Дело быстро развернули. Кто хочет увидеть, как на воздух лужу будут поднимать вместе с массаракшем и последними самими свежими покойниками – выходи и смотри! Но за просмотр денежка, а остальным в хрычевне сидеть при занавешенных окнах. Для этого дела даже окна досками заложили, благо нашлись такие – но это не потому, чтобы не подглядывали, а чтобы не побило.
Получилось даже лучше, чем расписывали. Когда жахнуло, массаракш вылетел даже не на полкорпуса – весь показался, во всей своей оглушенной красе. Бригадир его влет взял – перевернуло и отбросило, очень красиво получилось, празднично. А то, что всех с ног до головы дерьмом лужным забросало, так на это даже не обижались, теплой воды с хрычевни принесли и, кто хотел, обмылся. Не бесплатно, конечно.
Удивлялись только – куда покойники делись? И Бригадир удивлялся, но потом решили, что их в дно вбило, что заряд между ними и массаракшем лег каким-то дурным-чудесным образом. Ну и хорошо – уборки меньше.
Теперь оставалось только лунохода ждать от Смотрящего. И Бригадир, как рубль из деревяхи вынул, с чистой совестью взялся допивать, что недопил. Но Отрезвлянту велел сидеть рядом, на расстоянии полумаха, и, по прибывшим по его душу, либо уже по самому позднему утру, как бы он, Бригадир, не сопротивлялся, а протрезвлять по самой полной (если понадобится, даже и связать). И Венику-вышибале в том ему способствовать. Договорился через Хрычмастера, чтобы помогал он Отрезвлянту – ломал кайф. И чтобы не отпускали его сразу, потому как он, резко протрезвевший буйный становится, но держали его, Бригадира, мягко, чтобы не повредился. И чтобы не разбегаться никому, когда на ноги поставят, оптовый заказ будет от Смотрящего – протрезвлять всех, кого той ночью луноходом соберут – бумаги надо будет подписать на добровольное волонтерство. Для того вытрезвлять в два этапа: первый руки, чтобы двигать мог, а отмахиваться – нет. Второй – ноги, чтобы дотопали, куда укажут. А голову можно не протрезвлять. Но Отрезвлянту, Венику, да и Хрычмастеру со своим заработанным лучше, на всякий случай, хрычевню закрыть на санитарный день и ждать, пока бригада из города свалит.
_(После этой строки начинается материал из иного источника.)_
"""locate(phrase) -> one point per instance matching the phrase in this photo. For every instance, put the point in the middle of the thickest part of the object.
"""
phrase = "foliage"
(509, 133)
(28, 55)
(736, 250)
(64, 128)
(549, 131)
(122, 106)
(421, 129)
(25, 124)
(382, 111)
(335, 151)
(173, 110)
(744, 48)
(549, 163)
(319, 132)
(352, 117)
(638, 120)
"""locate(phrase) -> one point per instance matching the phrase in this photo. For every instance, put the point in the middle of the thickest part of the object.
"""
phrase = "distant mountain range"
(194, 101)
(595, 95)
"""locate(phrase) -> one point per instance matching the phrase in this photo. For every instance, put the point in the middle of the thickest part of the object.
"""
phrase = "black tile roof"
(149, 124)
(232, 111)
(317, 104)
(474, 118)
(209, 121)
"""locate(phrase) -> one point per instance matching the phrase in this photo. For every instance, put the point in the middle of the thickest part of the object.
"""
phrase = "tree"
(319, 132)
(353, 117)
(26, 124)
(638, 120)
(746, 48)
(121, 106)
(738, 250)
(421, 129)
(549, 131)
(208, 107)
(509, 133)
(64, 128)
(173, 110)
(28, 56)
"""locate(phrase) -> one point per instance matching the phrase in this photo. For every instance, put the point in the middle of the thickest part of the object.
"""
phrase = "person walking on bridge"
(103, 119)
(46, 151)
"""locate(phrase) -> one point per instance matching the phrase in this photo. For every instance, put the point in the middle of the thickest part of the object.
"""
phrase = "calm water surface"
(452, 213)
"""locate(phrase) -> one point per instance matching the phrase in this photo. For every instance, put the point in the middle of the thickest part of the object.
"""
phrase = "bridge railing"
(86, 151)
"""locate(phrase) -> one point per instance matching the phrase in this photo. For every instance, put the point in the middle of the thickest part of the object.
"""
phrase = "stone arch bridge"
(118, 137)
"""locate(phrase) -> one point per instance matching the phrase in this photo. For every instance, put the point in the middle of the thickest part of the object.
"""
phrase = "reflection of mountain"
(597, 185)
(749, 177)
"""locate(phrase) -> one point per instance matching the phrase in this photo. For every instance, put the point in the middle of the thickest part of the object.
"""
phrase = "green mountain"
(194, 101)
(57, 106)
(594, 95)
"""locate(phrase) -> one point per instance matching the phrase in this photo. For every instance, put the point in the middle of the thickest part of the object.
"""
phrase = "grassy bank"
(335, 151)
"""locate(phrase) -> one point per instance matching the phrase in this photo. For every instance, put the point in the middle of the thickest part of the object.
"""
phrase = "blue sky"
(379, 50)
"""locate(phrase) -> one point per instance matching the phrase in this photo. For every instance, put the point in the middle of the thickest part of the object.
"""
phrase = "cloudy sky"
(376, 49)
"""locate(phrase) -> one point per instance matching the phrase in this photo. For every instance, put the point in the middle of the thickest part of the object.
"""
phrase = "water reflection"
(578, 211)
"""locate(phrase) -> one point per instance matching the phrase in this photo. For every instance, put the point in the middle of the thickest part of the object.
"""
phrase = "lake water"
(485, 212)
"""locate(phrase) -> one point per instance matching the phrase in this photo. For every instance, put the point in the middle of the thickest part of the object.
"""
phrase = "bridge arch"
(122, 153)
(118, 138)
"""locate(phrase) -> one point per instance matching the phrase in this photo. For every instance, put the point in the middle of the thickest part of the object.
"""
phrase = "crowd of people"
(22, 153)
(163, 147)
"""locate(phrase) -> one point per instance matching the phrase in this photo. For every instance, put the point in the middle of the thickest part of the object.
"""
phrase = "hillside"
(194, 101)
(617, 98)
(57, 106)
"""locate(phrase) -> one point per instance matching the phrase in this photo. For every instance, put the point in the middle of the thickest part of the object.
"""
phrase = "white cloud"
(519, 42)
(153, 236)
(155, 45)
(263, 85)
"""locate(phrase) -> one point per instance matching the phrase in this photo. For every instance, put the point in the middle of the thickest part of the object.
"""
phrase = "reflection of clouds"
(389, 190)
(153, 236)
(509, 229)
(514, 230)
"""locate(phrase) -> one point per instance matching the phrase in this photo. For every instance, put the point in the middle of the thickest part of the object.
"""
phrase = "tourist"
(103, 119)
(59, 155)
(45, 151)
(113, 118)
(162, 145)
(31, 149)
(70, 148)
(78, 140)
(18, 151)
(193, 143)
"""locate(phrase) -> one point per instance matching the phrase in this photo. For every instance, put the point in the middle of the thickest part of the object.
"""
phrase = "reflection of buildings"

Поскольку волонтеры своими контрактами очень недовольны бывают, обвиноватят и разорвут на сувениры. Но справятся, Смотрящий в обиду не даст, а, напротив, возьмет под тень своей руки – налоговики на какое-то время дорогу забудут. Пусть только денек сами продержатся. Как снарядят, выведут контрактников из города, можно вылазить и шиковать.
Опрокинул в себя стопарик. Кто пьян, да умен, два угодья в нем. Повитал в мыслях (очень недалеко, как казалось, от реального) – представил себя правой рукой Смотрящего… Еще пару стопариков. Теперь самим Смотрящим – (ишь ты! гляди-ка кто пошел! Смотрящий Бригадир! – Бригадир Смотрящий!)…понравилось, огляделся, увидел, что многое следовало бы поправить…
Велик человек в пьянстве.
____________________
«Что у мухи звук в крыльях, убедишься ты, слегка их подрезав или, по меньшей мере, слегка намазав медом так, чтобы она не вполне лишилась возможности летать, и увидишь, что звук, производимый движением крыльев, будет глухим…»
Леонардо да Винчи
ЧЕТВЕРТОЕ ЛИХО: «БРИГАДИР и ЭРОПЛАН – 2»
Мух спасать – не первой важности занятие. Но, когда не уснуть, а та, попав в божницу, воет на все лады и так жалобно, словно чья-то неприкаянная душа – поневоле встанешь. Бригадир думал про эроплан…
Эропланы на древесном спирте далеко летать не могут. Да и кто столь ценный продукт так неосмотрительно расходовать будет? Летают только по богатым делам. "Пробитыми" опробованными маршрутами, частыми "подскоками", всякий подскок тайный для всех. Либо цепочка охранных полян, или маршрут по полянам тайным, про которые даже пилот до старта не в курсе, только пред самым вылетом дают вторую спецкарту, а там уже выбор. Покажет чутье, что на маршруте в каком-то звене цепочке что-то не так, поляна не нравится, отворачивает тут же. У каждого пилота чутье на это дело болезное, как и он сам. Вне эроплана это вовсе не герой, чем-то дохлую нежить напоминает, дунешь – качается. А вот в воздухе, кто летал, говорят, что не человек он, а кость. Посмотришь неправильно, подумаешь про это летающее корыто плохо – моргнет, и тут же тебя из него выбросят. Даже на то не посмотрят, что этим бортовую балансировку подпортят, ту, что на предназначенном месте своим телом должен удерживать – потому, лучше сиди в той точке, что отвели, дышать не в общий такт бойся. Иначе, уловят тебя, недотепу, на худую мысль – учись летать отдельно.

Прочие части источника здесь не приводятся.